Now, this is not intended for every body. Not at all. However, there are so many ills that may be made worse by insulin surges.

It's not so much or just about spikes in glucose - and much to my shock - even in very dense complex carb such as wild rice - , it's about how glucose causes insulin surges. In some people . . . and maybe in many.

It's about the brain. This is not intended as a weight loss food plan, though, the weight loss can often be a secondary benefit.

For those with insulin resistance / metabolic syndrome, the sites listed above have sure been helpful to explain this to me. I'm just sorry that I did not read Nina Teicholz book or Gary Taubes books when they first came out.
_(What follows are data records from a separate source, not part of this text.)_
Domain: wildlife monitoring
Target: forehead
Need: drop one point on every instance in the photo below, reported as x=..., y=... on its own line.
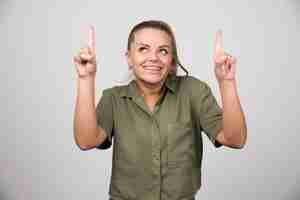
x=152, y=36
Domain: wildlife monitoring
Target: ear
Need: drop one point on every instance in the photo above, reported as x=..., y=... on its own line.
x=173, y=69
x=129, y=61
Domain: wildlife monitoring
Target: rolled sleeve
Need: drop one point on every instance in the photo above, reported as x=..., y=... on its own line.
x=104, y=114
x=209, y=113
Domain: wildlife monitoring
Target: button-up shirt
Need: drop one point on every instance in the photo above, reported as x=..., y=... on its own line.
x=157, y=154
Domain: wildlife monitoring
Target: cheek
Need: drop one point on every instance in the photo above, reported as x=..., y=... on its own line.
x=167, y=61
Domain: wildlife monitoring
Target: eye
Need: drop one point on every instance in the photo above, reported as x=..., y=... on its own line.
x=164, y=51
x=142, y=49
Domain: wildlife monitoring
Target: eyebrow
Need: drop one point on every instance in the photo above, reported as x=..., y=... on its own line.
x=144, y=44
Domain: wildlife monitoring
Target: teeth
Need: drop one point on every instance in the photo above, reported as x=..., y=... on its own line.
x=152, y=68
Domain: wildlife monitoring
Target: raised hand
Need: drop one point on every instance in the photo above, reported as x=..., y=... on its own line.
x=225, y=64
x=85, y=61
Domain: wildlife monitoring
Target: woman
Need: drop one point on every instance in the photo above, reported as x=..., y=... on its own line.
x=157, y=119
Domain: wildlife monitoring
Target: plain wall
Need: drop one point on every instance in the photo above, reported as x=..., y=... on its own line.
x=38, y=156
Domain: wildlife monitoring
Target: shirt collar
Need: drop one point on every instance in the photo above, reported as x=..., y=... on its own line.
x=131, y=89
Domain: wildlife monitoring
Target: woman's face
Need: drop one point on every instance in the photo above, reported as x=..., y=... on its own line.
x=150, y=56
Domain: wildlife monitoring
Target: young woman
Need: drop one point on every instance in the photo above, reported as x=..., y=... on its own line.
x=156, y=121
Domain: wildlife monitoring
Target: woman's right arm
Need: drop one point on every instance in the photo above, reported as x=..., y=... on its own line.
x=87, y=134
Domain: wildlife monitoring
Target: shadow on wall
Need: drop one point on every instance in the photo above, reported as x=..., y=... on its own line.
x=294, y=192
x=3, y=195
x=5, y=6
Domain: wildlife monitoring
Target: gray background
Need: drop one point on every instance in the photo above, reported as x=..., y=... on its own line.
x=38, y=157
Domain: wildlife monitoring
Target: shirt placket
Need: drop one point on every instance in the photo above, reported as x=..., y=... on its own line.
x=156, y=158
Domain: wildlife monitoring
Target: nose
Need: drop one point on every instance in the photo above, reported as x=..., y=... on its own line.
x=153, y=56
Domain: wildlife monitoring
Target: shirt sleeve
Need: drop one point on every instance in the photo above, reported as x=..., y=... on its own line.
x=208, y=112
x=104, y=114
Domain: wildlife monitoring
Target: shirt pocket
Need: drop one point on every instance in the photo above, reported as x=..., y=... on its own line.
x=180, y=143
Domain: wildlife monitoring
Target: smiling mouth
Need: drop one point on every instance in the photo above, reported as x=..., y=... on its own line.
x=152, y=68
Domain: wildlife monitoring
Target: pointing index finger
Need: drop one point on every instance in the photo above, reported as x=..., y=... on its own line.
x=91, y=38
x=218, y=48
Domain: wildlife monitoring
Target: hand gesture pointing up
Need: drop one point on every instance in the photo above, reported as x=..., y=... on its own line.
x=224, y=63
x=85, y=61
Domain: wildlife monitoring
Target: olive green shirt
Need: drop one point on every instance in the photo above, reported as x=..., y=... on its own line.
x=157, y=155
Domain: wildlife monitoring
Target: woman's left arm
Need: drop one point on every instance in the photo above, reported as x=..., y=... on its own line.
x=234, y=131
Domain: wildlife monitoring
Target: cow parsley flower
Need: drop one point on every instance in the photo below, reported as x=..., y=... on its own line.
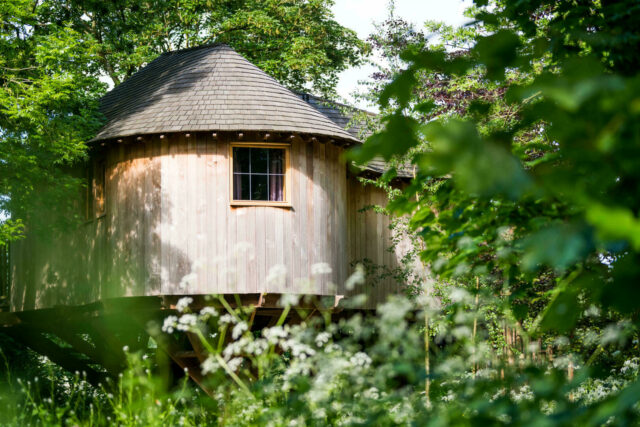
x=183, y=304
x=209, y=365
x=187, y=322
x=208, y=312
x=239, y=329
x=320, y=268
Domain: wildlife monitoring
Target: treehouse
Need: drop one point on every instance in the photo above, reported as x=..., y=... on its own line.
x=209, y=177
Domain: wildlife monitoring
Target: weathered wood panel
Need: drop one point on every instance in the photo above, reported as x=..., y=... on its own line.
x=370, y=243
x=169, y=229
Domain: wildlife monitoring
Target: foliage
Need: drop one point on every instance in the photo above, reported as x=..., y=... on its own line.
x=48, y=93
x=524, y=132
x=297, y=42
x=54, y=52
x=351, y=371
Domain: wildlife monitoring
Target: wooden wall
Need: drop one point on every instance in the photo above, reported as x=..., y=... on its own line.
x=169, y=230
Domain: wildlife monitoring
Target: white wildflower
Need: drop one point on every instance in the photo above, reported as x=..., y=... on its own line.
x=188, y=281
x=169, y=324
x=183, y=304
x=209, y=365
x=357, y=278
x=227, y=319
x=277, y=275
x=239, y=329
x=322, y=338
x=208, y=312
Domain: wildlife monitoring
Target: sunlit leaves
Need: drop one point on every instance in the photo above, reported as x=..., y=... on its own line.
x=497, y=52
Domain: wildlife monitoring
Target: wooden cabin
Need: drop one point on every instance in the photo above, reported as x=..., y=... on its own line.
x=210, y=177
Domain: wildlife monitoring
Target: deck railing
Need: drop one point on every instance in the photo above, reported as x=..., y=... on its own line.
x=5, y=276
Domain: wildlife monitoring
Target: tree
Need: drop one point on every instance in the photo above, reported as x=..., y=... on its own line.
x=533, y=190
x=54, y=53
x=297, y=42
x=48, y=109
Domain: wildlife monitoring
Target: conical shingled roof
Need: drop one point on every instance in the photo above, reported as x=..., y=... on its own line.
x=208, y=88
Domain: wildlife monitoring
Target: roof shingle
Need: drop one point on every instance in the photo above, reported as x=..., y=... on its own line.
x=208, y=88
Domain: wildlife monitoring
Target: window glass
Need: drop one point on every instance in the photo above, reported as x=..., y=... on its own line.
x=258, y=174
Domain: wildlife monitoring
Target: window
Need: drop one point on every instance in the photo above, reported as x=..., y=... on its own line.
x=95, y=205
x=259, y=174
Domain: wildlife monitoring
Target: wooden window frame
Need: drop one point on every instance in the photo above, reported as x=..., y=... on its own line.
x=286, y=203
x=96, y=169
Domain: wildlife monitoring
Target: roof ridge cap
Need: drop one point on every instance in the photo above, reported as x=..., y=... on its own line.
x=202, y=46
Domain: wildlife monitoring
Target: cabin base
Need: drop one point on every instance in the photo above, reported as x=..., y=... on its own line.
x=91, y=339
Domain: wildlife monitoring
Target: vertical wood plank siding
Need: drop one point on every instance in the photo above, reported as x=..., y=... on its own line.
x=169, y=230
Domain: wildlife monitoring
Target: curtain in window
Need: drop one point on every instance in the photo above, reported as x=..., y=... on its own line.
x=276, y=188
x=237, y=187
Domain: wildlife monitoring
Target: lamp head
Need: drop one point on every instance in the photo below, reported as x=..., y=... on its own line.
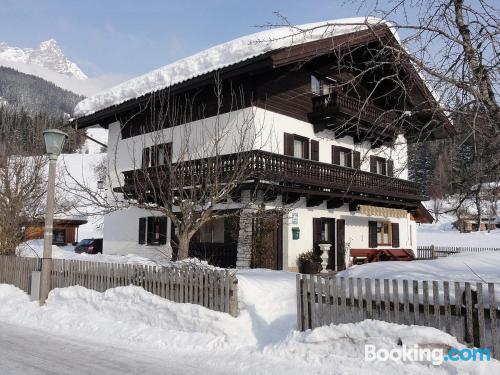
x=54, y=142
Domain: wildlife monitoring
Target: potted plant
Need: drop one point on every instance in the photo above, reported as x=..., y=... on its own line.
x=309, y=262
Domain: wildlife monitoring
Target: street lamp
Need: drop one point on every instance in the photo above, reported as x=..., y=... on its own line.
x=54, y=142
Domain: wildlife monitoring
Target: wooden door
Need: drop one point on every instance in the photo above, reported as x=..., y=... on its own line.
x=324, y=230
x=267, y=247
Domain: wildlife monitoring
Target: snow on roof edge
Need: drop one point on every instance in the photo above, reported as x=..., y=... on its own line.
x=221, y=56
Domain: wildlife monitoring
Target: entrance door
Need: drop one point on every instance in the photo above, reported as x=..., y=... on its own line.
x=267, y=247
x=324, y=231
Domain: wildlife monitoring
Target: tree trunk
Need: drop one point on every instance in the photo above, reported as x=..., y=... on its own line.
x=183, y=252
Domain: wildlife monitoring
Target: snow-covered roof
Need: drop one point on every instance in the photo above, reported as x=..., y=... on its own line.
x=221, y=56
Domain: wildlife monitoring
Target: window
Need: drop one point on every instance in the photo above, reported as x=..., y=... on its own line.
x=156, y=155
x=153, y=230
x=298, y=148
x=211, y=232
x=345, y=157
x=58, y=236
x=315, y=85
x=383, y=233
x=381, y=166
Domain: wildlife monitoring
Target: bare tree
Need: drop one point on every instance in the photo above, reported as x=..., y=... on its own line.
x=189, y=163
x=453, y=45
x=22, y=192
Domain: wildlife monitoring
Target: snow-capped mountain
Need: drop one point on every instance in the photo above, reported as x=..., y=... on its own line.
x=47, y=55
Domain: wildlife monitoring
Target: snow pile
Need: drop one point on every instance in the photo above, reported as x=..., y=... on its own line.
x=133, y=318
x=474, y=267
x=34, y=248
x=219, y=57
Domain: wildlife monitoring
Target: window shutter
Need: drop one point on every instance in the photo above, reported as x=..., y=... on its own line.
x=395, y=235
x=341, y=243
x=335, y=155
x=163, y=230
x=145, y=157
x=150, y=230
x=390, y=168
x=314, y=150
x=372, y=234
x=316, y=230
x=356, y=159
x=288, y=144
x=142, y=230
x=373, y=164
x=348, y=156
x=306, y=149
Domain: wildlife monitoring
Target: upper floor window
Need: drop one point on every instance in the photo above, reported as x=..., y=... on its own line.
x=384, y=235
x=345, y=157
x=381, y=166
x=157, y=155
x=315, y=85
x=299, y=148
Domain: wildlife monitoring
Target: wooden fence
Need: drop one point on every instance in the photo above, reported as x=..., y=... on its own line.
x=465, y=310
x=214, y=289
x=435, y=252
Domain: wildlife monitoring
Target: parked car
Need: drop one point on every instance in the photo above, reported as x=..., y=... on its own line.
x=89, y=246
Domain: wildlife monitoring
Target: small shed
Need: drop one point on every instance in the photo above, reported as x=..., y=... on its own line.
x=65, y=230
x=470, y=224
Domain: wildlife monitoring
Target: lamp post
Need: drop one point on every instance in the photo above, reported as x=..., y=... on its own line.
x=54, y=142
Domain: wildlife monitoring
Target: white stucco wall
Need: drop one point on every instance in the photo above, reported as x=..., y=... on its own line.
x=121, y=228
x=356, y=229
x=121, y=235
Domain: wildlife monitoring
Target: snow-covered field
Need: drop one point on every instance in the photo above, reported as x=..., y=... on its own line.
x=474, y=267
x=260, y=341
x=443, y=234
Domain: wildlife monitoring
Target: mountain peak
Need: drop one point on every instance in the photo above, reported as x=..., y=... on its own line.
x=48, y=55
x=49, y=44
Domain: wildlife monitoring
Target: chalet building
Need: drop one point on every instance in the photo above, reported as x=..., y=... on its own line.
x=337, y=155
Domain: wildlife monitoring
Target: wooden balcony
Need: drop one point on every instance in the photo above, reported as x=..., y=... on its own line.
x=340, y=112
x=284, y=173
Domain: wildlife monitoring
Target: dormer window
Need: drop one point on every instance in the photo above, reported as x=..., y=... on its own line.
x=345, y=157
x=156, y=155
x=315, y=85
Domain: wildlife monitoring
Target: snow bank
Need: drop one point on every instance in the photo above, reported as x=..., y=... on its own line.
x=219, y=57
x=131, y=317
x=34, y=248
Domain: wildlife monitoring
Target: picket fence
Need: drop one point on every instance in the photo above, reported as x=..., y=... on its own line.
x=465, y=310
x=213, y=288
x=434, y=252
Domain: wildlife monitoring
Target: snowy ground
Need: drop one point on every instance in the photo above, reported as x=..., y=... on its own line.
x=260, y=340
x=443, y=234
x=34, y=249
x=474, y=267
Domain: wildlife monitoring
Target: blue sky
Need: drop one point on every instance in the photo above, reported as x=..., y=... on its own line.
x=127, y=38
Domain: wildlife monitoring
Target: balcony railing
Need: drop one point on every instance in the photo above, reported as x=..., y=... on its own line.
x=278, y=169
x=339, y=103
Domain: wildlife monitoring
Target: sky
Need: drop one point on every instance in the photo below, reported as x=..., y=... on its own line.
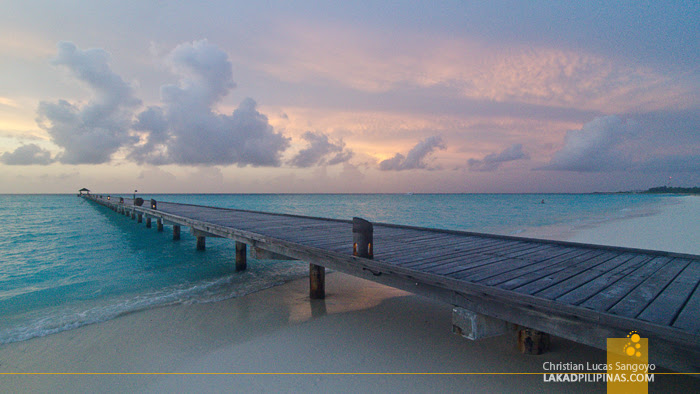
x=348, y=97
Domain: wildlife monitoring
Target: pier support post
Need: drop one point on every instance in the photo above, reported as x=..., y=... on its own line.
x=317, y=282
x=532, y=341
x=362, y=238
x=241, y=258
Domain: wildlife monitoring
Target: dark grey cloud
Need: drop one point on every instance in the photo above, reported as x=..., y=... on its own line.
x=92, y=133
x=187, y=130
x=27, y=155
x=415, y=159
x=652, y=142
x=594, y=146
x=492, y=161
x=319, y=150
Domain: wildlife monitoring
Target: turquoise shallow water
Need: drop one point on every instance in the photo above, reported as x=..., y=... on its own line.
x=65, y=262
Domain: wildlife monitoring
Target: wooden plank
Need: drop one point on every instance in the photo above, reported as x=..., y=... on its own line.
x=439, y=252
x=638, y=299
x=559, y=275
x=580, y=294
x=688, y=317
x=464, y=264
x=536, y=273
x=669, y=303
x=529, y=263
x=583, y=277
x=501, y=253
x=395, y=253
x=676, y=347
x=608, y=297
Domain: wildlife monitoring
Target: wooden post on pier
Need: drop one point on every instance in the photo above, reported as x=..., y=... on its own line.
x=362, y=238
x=317, y=282
x=241, y=258
x=532, y=341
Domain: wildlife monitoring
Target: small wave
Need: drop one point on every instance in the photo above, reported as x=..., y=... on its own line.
x=43, y=323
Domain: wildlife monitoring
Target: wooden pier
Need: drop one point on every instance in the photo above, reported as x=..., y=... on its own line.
x=584, y=293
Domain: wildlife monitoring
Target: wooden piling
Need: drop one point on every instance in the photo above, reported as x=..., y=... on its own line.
x=317, y=282
x=241, y=258
x=532, y=341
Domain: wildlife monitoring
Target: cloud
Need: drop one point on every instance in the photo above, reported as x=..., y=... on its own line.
x=415, y=157
x=318, y=149
x=494, y=160
x=187, y=130
x=652, y=142
x=92, y=133
x=595, y=146
x=27, y=155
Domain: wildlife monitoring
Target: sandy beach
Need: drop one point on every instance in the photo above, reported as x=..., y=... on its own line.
x=361, y=327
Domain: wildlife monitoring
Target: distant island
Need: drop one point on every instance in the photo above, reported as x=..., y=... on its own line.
x=673, y=190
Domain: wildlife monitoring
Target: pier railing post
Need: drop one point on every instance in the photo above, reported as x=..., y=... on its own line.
x=532, y=341
x=201, y=242
x=362, y=238
x=317, y=282
x=241, y=258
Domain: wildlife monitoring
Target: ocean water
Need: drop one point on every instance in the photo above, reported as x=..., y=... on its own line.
x=65, y=262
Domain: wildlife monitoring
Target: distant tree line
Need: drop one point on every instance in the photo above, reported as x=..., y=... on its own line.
x=675, y=190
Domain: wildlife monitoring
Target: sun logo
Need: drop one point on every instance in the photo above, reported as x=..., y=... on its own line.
x=633, y=346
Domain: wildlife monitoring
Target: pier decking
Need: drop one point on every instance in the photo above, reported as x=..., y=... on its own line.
x=585, y=293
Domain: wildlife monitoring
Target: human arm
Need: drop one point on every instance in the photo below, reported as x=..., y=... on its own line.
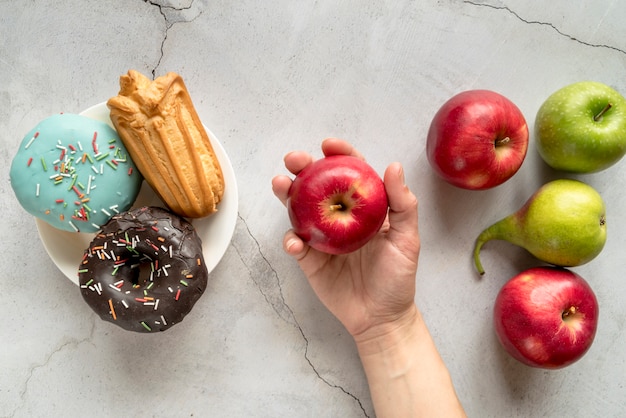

My thinking on this has been turned on its head. I've been doing very well for about 6 wks now, not quite ketogenic yet still low carb, high fat, moderate protein. It's very complex yet gets simplier.

At YouTube, the lectures at Low Carb Down Under have been excellent to explain things.

one good place to start:

https://www.virtahealth.com/research

& https://www.virtahealth.com/faq

Virta Health, Research . . . & FAQ


https://lowcarbdownunder.com.au/

Low Carb Down Under


https://mobile.nytimes.com/2017/07/19/well/eat/are-you-a-carboholic-why-cutting-carbs-is-so-tough.html

Are You a Carboholic? Why Cutting Carbs Is So Tough

By Gary Taubes - The New York Times - June 18, 2017
-

[ 06-17-2018, 07:38 PM: Message edited by: Keebler ]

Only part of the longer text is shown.